ÖÄK-Präsident: "Leistungsgerechte Honorierung wie bei anderen Berufen nur recht und billig"

Wien (OTS) - Eine "untragbare Benachteiligung von Ärztinnen und Ärzten gegenüber anderen Berufen" sieht ÖÄK-Präsident Walter Dorner in der geplanten Novelle des so genannten Gebührenanspruchsgesetzes. Danach sind - anders als bei Gutachtern anderer Berufe - auch weiterhin fixe, vom jeweiligen Zeit- und Rechercheaufwand unabhängige Honorare für ärztliche Gutachter und im Vergleich zur derzeitigen Regelung sogar finanzielle Verschlechterungen bei den Honoraren vorgesehen. "Das ist eine durch nichts begründete, krasse Ungleichbehandlung und angesichts des rasanten medizinischen Fortschritts, der hohen Spezialisierung ärztlicher Experten und des immer größeren Aufwands bei der Erstellung ärztlicher Gutachten unverständlich, unsachlich und in höchstem Maße ungerecht", kritisierte Dorner in einer Aussendung am Donnerstag.

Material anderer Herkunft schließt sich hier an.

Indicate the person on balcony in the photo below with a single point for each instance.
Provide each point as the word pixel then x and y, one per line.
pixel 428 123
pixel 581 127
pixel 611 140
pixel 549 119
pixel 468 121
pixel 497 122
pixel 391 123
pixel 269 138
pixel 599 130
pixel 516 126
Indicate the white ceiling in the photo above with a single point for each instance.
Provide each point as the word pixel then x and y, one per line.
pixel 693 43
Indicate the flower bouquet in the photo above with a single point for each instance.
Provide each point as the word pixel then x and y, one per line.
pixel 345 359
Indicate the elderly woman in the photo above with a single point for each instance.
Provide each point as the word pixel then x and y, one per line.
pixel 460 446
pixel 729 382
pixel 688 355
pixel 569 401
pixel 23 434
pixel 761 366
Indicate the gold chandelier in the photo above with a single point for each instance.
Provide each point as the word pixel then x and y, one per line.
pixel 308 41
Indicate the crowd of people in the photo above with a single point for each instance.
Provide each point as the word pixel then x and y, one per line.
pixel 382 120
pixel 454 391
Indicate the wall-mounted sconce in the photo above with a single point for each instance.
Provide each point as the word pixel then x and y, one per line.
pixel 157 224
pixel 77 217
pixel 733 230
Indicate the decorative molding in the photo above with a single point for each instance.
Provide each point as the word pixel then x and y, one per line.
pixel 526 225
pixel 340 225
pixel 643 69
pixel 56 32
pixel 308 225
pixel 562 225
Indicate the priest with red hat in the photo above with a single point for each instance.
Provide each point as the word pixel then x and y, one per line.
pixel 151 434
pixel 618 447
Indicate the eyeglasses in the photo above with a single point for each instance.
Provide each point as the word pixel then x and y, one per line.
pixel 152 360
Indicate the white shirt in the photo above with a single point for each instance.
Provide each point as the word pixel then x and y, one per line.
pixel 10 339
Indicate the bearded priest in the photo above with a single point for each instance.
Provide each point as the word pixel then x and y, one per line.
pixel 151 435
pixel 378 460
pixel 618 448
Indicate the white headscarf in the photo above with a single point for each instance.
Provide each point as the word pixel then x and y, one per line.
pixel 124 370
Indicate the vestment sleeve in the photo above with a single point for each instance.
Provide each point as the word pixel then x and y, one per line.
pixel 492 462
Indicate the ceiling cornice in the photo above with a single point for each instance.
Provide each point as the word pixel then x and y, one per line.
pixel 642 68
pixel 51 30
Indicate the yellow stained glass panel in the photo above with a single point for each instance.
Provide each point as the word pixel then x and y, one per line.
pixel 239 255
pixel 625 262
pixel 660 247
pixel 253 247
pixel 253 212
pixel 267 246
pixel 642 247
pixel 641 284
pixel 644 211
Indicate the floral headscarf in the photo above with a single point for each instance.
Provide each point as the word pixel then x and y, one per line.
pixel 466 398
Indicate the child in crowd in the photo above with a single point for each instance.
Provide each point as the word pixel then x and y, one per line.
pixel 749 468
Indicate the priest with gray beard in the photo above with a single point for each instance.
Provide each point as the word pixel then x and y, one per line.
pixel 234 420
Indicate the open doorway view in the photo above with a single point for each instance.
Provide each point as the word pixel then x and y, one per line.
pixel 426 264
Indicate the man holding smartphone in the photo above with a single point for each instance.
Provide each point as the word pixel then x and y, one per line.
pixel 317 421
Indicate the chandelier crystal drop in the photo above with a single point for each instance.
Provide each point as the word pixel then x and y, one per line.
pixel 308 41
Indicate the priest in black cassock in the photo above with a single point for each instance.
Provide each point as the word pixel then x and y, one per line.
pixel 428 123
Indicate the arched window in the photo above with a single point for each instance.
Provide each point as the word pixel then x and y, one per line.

Der ÖÄK-Präsident machte darauf aufmerksam, dass ärztliche Gutachten bei der Beurteilung gerichtsanhängiger Fälle eine immer größere Rolle spielten. "Eine leistungsgerechte Honorierung ist daher nur recht und billig. Falls sich die Situation nicht ändert, werden die Gerichte bald keine ärztlichen Gutachter mehr finden und die Länge von Verfahren deutlich steigen", warnte Dorner. Der ÖÄK-Präsident verwies dabei auch auf die gestiegenen Kosten der Ärztinnen und Ärzte durch qualitätssichernde Maßnahmen. Außerdem müssten Ärztinnen und Ärzte nicht selten in finanzielle Vorleistung treten, was bisher ebenfalls nicht berücksichtigt worden sei und eine schwierigere Ausgangssituation gegenüber anderen Berufen darstelle.

Dorner fordert eine umgehende Änderung der Montag vorgelegten Novelle, mit dem Ziel einer Gleichstellung der Ärztinnen und Ärzte gegenüber anderen Berufen. Konkret bedeutet dies eine Streichung des Paragraphen 43 des Gebührenanspruchsgesetzes, in welchem die Entlohnung der ärztlichen Sachverständigen und Gerichtsmediziner geregelt ist. Konkret müsse sich die Honorierung nach der Länge der Bearbeitungszeit und der jeweiligen Mühe bei der Bearbeitung richten.